O que se passa com o adolescente? Já se tornou naturalizado entre nós as
chamadas “crises” na e da adolescência. Sabemos tudo sobre as “crises”, sobre
este tempo. Hoje nos pautamos pelo “modelo normativo das crises”. A crise da
adolescência foi normatizada, por isso mesmo esperada, sem muita surpresa,
indagação, perplexidade, tornada normal. Faz parte da fase, da idade.
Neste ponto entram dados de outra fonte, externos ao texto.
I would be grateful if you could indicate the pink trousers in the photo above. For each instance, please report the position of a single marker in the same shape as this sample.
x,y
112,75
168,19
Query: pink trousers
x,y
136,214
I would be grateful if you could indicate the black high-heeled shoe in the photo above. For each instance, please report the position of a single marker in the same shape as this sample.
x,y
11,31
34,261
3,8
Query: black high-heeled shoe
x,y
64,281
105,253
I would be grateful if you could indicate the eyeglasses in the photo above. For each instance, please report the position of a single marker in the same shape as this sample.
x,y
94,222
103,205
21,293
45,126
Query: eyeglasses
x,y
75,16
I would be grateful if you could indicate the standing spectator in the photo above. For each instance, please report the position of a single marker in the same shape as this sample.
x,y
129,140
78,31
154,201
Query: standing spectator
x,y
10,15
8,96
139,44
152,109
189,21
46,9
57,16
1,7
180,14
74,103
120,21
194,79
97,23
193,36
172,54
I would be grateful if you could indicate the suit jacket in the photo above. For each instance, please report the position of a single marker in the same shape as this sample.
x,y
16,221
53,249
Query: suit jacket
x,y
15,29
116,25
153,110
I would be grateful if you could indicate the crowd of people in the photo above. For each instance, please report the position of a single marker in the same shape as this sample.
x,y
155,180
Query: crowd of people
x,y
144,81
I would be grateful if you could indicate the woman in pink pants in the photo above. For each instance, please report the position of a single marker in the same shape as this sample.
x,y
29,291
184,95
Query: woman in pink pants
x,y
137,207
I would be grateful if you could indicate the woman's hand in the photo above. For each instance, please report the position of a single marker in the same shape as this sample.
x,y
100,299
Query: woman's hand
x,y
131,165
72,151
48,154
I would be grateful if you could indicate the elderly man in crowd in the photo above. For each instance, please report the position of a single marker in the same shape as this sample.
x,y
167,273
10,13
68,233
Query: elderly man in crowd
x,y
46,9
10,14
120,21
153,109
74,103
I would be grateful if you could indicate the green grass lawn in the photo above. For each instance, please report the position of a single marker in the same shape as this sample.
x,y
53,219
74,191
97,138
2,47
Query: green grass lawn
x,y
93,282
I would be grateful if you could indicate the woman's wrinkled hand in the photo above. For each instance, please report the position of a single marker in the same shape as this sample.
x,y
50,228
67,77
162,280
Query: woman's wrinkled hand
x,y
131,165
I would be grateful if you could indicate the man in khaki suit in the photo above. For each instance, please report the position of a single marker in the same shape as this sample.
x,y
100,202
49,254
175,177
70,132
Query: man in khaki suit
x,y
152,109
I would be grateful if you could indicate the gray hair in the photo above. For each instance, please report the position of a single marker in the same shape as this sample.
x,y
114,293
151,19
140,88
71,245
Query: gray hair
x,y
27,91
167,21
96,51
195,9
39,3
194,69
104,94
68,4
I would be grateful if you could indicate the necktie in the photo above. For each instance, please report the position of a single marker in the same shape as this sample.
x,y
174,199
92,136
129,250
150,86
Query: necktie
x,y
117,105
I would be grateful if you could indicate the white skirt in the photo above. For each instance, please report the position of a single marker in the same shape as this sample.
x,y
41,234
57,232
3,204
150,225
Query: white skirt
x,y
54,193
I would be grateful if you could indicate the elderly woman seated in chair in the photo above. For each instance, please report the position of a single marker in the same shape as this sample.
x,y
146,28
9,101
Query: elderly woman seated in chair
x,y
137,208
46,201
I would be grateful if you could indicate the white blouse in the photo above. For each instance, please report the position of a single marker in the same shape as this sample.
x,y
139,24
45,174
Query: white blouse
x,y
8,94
Será que não corremos o risco de já não nos
perguntarmos mais sobre este ou aquele adolescente? Muitas vezes encontramos
respostas para suas ações e para seus gestos, na adolescência mesma. Fazemos
uma apologia das crises da adolescência, mas nos esquecemos de encontrar o
sujeito aí, sofrendo em silêncio e, às vezes, “absolutamente só”, esperando a
adolescência passar e com ela, o mal-estar (que, se persistir leva a crer numa
“fixação” naquela fase do desenvolvimento).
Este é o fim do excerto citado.